Summary of methodology

  • The 2019 GBD data (the most recent available data) and the 2023 data on total wishes granted by Affiliates were used for this research.
  • RFI conducted a comprehensive sift through the Global Burden of Disease Database for the conditions listed per our medical eligibility criteria.
  • The International Medical Advisory Committee was also consulted to review and provide feedback on disease category/ condition inclusion and severity.
  • To fill the data gaps, RFI looked through other global health data sources, including the World Health Organization, World Bank, OECD, and UNICEF.
  • RFI also looked at the available disease registries and/or other relevant health databases of each country to gain a more comprehensive overview of the data.
  • A scan of academic peer-reviewed literature was conducted to ensure coverage of rare diseases.
Decision tree for estimating the number of cases by condition

Considerations and Assumptions

  1. In this project, while we work to match our data with our medical eligibility criteria as closely as possible, we are also conscious that data are collected differently across countries.
  2. Our primary data source, the GBD, collects information from various sources, including vital registration systems, health surveys, and disease registries.
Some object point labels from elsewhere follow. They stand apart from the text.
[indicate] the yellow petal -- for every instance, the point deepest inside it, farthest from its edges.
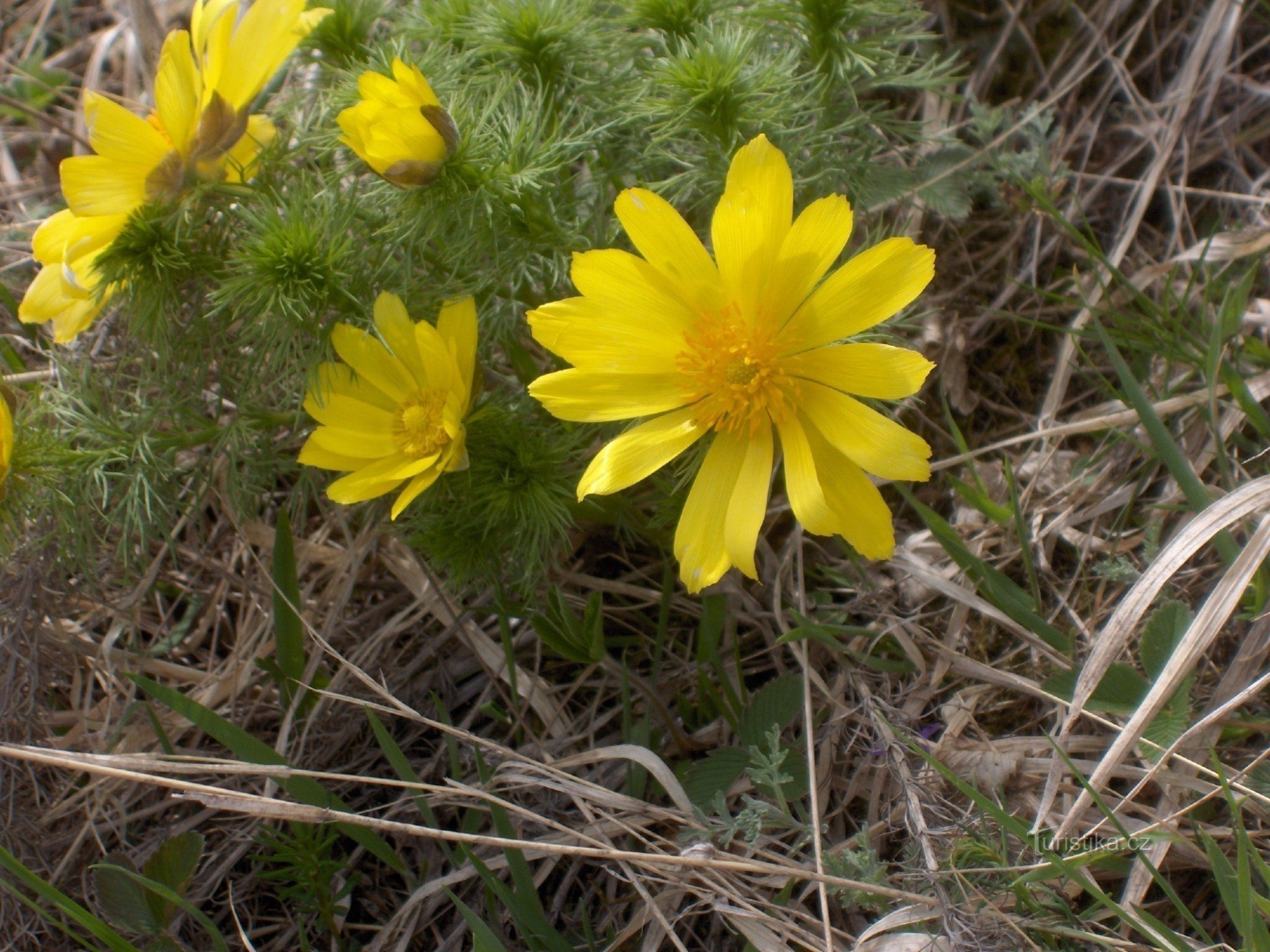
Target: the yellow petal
(359, 492)
(812, 246)
(49, 243)
(415, 488)
(439, 364)
(351, 414)
(749, 503)
(323, 459)
(50, 299)
(670, 246)
(594, 337)
(77, 318)
(351, 122)
(378, 88)
(364, 446)
(373, 362)
(876, 371)
(398, 332)
(860, 513)
(6, 439)
(751, 221)
(262, 43)
(206, 17)
(413, 83)
(120, 135)
(641, 453)
(178, 89)
(592, 397)
(700, 538)
(632, 288)
(458, 328)
(866, 291)
(377, 479)
(340, 379)
(95, 185)
(877, 444)
(802, 484)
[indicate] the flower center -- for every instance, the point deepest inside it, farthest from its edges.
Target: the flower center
(733, 373)
(421, 428)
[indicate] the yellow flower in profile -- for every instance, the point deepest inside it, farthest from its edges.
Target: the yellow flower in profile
(399, 129)
(67, 289)
(746, 347)
(6, 442)
(394, 411)
(200, 129)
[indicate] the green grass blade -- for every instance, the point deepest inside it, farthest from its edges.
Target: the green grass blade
(289, 637)
(307, 790)
(991, 583)
(59, 899)
(170, 896)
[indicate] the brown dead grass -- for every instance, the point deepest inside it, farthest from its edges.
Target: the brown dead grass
(1165, 111)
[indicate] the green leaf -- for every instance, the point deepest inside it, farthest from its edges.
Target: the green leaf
(124, 901)
(1161, 634)
(248, 748)
(171, 897)
(1172, 723)
(714, 774)
(173, 865)
(59, 899)
(775, 705)
(483, 937)
(289, 635)
(565, 634)
(1121, 691)
(947, 194)
(981, 501)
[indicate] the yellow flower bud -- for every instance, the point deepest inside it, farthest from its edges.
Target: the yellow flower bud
(399, 129)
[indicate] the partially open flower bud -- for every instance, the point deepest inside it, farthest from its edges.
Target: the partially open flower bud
(399, 129)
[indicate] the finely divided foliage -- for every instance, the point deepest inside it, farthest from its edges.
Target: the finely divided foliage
(485, 458)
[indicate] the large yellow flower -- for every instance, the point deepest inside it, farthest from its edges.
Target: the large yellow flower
(394, 413)
(200, 129)
(746, 347)
(399, 129)
(67, 289)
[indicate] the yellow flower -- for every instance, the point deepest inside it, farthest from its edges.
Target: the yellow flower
(67, 289)
(399, 129)
(394, 413)
(744, 346)
(6, 442)
(200, 129)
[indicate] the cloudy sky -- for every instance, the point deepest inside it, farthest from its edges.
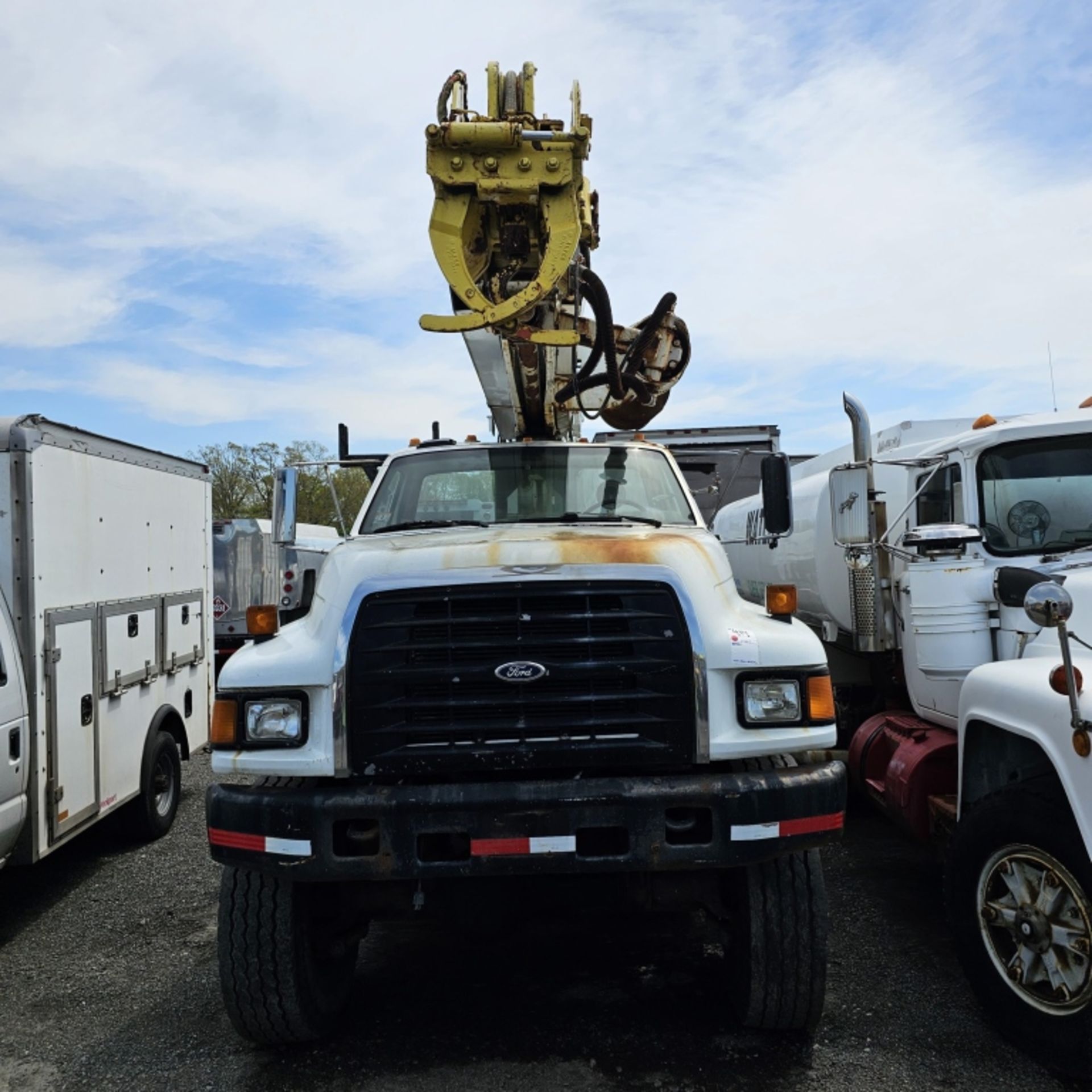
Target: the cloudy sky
(213, 214)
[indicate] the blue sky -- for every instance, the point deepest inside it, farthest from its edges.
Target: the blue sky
(213, 216)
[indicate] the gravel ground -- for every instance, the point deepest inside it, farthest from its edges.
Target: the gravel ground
(109, 980)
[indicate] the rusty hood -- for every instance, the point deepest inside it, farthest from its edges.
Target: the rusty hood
(532, 546)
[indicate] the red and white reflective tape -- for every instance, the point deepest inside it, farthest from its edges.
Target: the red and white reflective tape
(260, 843)
(787, 828)
(518, 846)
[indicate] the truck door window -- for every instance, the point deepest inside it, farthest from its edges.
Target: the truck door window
(1037, 495)
(942, 499)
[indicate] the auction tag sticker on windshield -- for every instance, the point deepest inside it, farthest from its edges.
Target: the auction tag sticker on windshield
(744, 648)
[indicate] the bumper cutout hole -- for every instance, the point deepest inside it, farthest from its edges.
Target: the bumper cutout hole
(356, 838)
(446, 846)
(602, 842)
(688, 826)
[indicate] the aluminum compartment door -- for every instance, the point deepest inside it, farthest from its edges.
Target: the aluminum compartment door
(183, 629)
(130, 642)
(14, 742)
(73, 718)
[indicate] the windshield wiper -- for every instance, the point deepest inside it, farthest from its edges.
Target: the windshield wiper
(586, 518)
(420, 524)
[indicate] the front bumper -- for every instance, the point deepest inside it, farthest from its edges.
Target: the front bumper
(342, 832)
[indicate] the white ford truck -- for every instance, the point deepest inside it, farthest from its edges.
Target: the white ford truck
(528, 660)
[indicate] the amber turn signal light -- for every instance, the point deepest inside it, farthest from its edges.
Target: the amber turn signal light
(224, 719)
(261, 621)
(1058, 680)
(781, 600)
(820, 698)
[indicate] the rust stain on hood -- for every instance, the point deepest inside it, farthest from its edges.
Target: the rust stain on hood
(570, 547)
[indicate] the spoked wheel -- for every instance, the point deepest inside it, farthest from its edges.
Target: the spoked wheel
(1020, 900)
(1037, 924)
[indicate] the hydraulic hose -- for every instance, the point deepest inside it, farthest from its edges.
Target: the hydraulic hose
(449, 85)
(597, 295)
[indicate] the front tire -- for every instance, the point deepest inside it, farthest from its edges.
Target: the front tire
(286, 977)
(778, 949)
(1019, 883)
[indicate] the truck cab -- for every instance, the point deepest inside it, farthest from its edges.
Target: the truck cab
(528, 661)
(948, 568)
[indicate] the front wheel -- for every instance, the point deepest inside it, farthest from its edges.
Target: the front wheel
(1019, 882)
(778, 942)
(286, 969)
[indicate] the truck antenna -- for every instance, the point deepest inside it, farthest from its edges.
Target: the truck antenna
(1050, 361)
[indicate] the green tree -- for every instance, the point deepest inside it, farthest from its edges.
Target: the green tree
(243, 482)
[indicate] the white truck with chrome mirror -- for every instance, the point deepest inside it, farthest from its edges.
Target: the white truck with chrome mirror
(528, 660)
(935, 560)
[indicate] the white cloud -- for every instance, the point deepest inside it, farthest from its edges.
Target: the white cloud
(830, 208)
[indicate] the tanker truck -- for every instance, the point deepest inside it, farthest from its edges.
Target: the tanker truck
(947, 567)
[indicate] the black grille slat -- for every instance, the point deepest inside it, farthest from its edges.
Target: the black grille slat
(423, 695)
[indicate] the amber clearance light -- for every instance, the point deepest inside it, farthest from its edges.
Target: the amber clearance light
(1058, 684)
(261, 621)
(224, 719)
(781, 600)
(820, 698)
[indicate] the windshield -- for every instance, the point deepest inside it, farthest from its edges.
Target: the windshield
(522, 483)
(1037, 495)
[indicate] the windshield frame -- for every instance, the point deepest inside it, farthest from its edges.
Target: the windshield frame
(392, 465)
(1040, 440)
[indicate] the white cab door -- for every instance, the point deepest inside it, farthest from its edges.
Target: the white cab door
(14, 738)
(73, 721)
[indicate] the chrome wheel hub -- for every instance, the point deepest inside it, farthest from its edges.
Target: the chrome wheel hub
(163, 785)
(1037, 925)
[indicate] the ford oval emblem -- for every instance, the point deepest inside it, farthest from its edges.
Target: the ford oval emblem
(520, 671)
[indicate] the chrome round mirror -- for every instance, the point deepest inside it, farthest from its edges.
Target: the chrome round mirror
(1048, 604)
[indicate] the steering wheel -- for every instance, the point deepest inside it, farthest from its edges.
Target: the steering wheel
(1028, 519)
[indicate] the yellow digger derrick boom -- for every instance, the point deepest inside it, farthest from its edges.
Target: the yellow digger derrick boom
(514, 225)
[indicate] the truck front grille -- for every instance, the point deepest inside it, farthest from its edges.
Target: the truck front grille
(424, 696)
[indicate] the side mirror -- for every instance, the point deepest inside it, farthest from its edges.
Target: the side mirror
(1049, 604)
(777, 495)
(849, 506)
(286, 482)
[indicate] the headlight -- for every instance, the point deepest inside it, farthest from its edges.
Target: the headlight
(772, 700)
(279, 720)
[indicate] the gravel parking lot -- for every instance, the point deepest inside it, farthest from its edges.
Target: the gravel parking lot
(109, 980)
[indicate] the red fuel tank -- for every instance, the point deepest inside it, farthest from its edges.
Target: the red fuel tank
(899, 762)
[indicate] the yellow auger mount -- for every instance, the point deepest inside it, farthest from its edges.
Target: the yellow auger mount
(512, 229)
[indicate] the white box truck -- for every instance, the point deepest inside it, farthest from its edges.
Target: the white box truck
(105, 631)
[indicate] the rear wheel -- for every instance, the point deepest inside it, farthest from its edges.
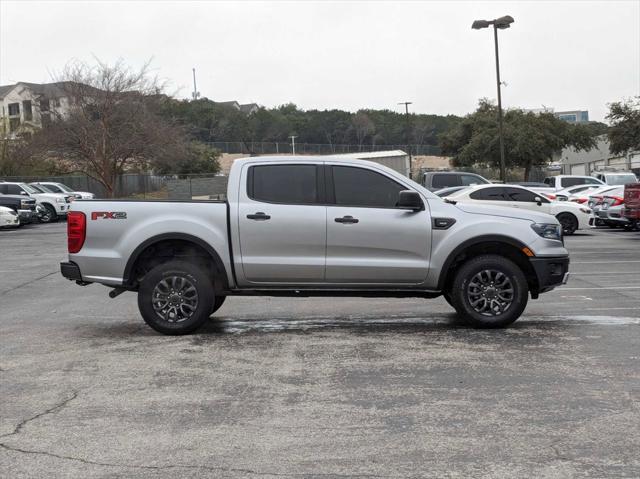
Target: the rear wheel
(176, 298)
(48, 216)
(489, 291)
(568, 222)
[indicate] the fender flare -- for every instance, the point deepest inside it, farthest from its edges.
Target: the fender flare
(469, 243)
(133, 258)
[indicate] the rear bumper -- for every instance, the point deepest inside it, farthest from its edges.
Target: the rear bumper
(550, 271)
(70, 270)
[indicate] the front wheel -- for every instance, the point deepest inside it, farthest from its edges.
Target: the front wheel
(489, 291)
(176, 298)
(568, 222)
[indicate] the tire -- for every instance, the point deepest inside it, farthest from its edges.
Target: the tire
(447, 298)
(217, 303)
(176, 298)
(51, 216)
(498, 275)
(568, 222)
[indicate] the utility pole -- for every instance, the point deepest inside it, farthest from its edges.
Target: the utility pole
(501, 23)
(196, 94)
(407, 132)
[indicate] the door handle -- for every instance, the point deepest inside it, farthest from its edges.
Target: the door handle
(259, 216)
(346, 219)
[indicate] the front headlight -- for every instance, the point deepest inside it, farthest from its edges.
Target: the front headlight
(548, 230)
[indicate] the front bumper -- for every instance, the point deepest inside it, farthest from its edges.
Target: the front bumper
(551, 271)
(70, 270)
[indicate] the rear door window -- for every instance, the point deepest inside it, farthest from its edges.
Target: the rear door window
(288, 184)
(445, 180)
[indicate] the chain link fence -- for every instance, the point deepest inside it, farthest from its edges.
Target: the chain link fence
(275, 148)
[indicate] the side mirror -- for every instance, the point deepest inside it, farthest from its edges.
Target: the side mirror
(410, 200)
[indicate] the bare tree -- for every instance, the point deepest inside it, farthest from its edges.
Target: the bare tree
(110, 123)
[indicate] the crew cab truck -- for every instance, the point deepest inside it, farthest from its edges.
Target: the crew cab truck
(314, 226)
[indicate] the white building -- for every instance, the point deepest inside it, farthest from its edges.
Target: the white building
(599, 158)
(26, 106)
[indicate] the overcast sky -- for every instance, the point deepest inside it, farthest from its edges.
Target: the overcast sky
(348, 55)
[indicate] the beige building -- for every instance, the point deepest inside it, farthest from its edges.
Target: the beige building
(26, 106)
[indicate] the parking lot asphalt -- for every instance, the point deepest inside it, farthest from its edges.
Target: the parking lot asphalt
(319, 387)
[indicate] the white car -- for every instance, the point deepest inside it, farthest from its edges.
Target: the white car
(571, 216)
(8, 218)
(56, 204)
(568, 193)
(65, 190)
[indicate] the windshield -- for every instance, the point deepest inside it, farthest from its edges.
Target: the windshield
(41, 189)
(29, 189)
(621, 179)
(64, 188)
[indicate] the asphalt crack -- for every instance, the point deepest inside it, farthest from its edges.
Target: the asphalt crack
(62, 404)
(27, 283)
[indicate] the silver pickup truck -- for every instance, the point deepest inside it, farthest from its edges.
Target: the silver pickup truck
(314, 226)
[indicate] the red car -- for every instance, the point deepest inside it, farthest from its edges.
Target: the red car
(632, 203)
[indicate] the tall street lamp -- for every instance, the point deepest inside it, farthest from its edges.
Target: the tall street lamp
(407, 129)
(499, 23)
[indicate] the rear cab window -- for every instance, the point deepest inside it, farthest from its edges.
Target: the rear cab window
(359, 187)
(285, 184)
(445, 180)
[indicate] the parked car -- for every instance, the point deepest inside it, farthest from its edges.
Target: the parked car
(436, 180)
(571, 216)
(315, 226)
(57, 205)
(632, 203)
(24, 207)
(447, 191)
(616, 177)
(8, 218)
(65, 190)
(528, 184)
(560, 182)
(567, 193)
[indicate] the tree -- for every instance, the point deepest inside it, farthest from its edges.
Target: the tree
(362, 127)
(112, 124)
(530, 139)
(624, 133)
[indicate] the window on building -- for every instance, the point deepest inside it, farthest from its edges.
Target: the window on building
(14, 109)
(14, 124)
(365, 188)
(28, 112)
(289, 184)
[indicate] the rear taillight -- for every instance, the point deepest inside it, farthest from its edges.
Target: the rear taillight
(76, 231)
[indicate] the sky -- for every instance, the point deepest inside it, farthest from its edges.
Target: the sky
(566, 55)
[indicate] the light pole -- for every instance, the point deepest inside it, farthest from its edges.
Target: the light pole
(406, 111)
(293, 144)
(499, 23)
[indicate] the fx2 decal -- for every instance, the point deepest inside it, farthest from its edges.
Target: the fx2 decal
(109, 215)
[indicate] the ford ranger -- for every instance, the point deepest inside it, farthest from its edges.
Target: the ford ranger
(314, 226)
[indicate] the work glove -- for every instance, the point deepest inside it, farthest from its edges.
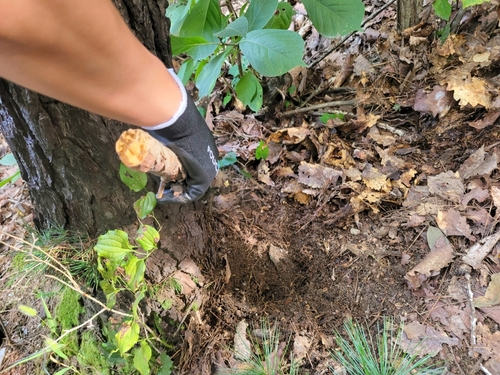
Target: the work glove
(189, 137)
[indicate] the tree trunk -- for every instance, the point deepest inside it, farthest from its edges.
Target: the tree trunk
(408, 12)
(67, 155)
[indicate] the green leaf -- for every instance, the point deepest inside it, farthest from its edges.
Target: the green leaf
(166, 365)
(195, 46)
(259, 13)
(227, 160)
(442, 8)
(469, 3)
(110, 292)
(12, 178)
(335, 17)
(55, 347)
(113, 245)
(282, 18)
(134, 269)
(136, 181)
(145, 205)
(238, 27)
(204, 19)
(273, 52)
(127, 336)
(262, 151)
(208, 76)
(26, 310)
(142, 355)
(186, 71)
(8, 160)
(147, 237)
(249, 91)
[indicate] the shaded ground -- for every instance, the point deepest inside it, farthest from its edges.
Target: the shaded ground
(334, 223)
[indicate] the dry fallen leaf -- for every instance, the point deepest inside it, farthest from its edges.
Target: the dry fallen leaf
(473, 91)
(447, 185)
(478, 164)
(453, 224)
(440, 256)
(480, 250)
(492, 295)
(317, 176)
(437, 102)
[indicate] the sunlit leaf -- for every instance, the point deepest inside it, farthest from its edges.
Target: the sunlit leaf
(273, 52)
(136, 181)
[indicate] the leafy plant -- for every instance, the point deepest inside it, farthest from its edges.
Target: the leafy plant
(362, 355)
(9, 160)
(256, 40)
(268, 355)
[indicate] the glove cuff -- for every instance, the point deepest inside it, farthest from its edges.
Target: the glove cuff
(182, 106)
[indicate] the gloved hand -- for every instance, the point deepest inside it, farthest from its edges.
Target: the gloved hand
(189, 137)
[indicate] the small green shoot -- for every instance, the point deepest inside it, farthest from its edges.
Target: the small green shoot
(360, 354)
(262, 151)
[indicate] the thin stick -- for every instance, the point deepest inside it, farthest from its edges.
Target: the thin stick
(337, 103)
(473, 318)
(346, 37)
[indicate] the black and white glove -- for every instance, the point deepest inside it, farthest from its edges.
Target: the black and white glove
(189, 137)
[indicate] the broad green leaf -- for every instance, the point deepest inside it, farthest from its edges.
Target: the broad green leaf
(142, 355)
(12, 178)
(56, 347)
(110, 292)
(259, 13)
(227, 160)
(26, 310)
(249, 91)
(136, 181)
(186, 71)
(238, 27)
(8, 160)
(204, 19)
(113, 245)
(134, 269)
(208, 77)
(335, 17)
(282, 18)
(145, 205)
(195, 46)
(127, 336)
(442, 8)
(262, 151)
(469, 3)
(166, 365)
(147, 237)
(273, 52)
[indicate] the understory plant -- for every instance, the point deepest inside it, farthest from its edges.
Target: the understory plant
(253, 42)
(361, 354)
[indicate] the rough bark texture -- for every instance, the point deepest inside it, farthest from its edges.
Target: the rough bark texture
(66, 155)
(408, 11)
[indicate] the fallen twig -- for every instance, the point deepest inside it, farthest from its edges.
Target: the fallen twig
(337, 103)
(346, 37)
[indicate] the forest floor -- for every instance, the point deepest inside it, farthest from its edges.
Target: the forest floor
(384, 205)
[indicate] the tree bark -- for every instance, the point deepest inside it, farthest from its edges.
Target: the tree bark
(408, 13)
(67, 155)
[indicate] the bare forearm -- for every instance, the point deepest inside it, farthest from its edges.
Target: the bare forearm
(83, 53)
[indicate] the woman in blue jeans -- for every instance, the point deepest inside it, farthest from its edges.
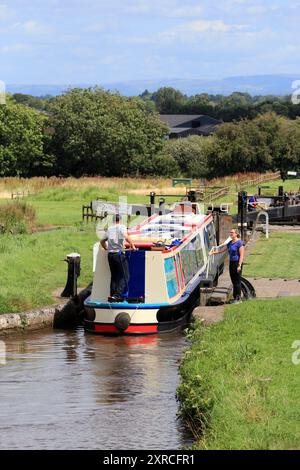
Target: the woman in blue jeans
(236, 249)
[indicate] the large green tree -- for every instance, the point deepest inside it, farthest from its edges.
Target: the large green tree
(22, 141)
(97, 132)
(191, 155)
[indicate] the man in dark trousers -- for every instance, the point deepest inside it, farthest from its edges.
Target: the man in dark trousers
(113, 242)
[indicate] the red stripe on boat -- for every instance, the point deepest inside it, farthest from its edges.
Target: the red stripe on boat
(101, 328)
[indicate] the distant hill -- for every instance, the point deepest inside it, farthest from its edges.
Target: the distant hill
(255, 85)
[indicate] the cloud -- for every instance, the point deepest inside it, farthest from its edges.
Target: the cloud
(33, 27)
(15, 48)
(190, 32)
(5, 12)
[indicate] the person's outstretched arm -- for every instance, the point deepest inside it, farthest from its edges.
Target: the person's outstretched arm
(242, 255)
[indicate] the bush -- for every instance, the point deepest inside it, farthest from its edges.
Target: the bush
(17, 218)
(190, 154)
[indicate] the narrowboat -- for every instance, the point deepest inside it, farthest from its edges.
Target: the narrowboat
(166, 271)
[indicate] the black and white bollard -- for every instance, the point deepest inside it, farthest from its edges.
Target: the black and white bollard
(73, 261)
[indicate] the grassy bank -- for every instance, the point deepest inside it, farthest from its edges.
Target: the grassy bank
(239, 385)
(277, 257)
(31, 266)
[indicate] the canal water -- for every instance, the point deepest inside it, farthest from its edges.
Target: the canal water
(70, 390)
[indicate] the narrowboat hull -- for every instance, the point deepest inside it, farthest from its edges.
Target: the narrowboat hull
(162, 319)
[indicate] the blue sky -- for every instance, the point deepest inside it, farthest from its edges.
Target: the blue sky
(102, 41)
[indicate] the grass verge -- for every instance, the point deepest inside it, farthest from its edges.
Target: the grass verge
(239, 387)
(277, 257)
(32, 267)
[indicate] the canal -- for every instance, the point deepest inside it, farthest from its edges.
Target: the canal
(70, 390)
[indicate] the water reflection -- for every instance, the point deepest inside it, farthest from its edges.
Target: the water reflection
(68, 390)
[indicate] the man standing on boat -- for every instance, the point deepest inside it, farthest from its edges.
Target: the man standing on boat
(114, 243)
(236, 249)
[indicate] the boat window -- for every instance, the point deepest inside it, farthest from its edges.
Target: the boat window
(192, 259)
(179, 270)
(171, 277)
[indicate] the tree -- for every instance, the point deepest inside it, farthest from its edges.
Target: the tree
(97, 132)
(190, 155)
(22, 141)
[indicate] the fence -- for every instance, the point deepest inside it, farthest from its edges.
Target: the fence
(260, 179)
(20, 194)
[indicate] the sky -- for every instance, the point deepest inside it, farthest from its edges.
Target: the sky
(106, 41)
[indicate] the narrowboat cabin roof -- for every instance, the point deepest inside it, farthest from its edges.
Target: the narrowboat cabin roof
(170, 229)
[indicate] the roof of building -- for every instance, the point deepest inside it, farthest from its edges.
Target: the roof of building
(187, 124)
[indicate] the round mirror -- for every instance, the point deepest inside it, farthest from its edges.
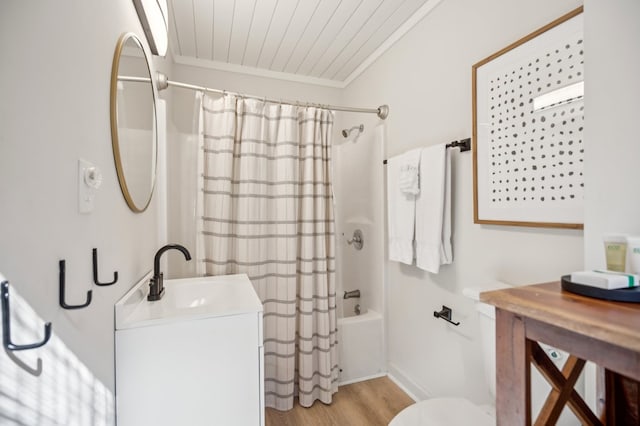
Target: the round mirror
(133, 122)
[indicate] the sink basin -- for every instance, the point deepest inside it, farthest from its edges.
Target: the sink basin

As data collection methods differ between countries, the GBD team standardises the data to ensure meaningful comparability. Once the data is standardised, complex statistical models are used to fill in data gaps, estimate health outcomes for various regions, ages, and sexes, and account for influencing factors, like population growth and ageing.
  3. The eligibility of individual children is determined with context specificity and case centricity in mind, taking into account the advice of the primary treating physician and the local medical advisory committee, as well as the condition of the individual child, within a set of common clinical areas that include, but are not limited to:
    • Children whose current medical condition requires high-risk therapy to survive.
    • Children who are dependent on technology to survive.
    • Children with chronic conditions who demonstrate extreme long-term complications.
    • Children at otherwise high risk of death.
  4. The eligible conditions are not clearly and consistently mapped to the International Classification of Diseases (ICD) or other codes and some of the information is scarce:
    • A large number of rare / orphan diseases with very little information.
    • Procedures (e.g. transplant) vs diseases.
    • Missing data for some countries.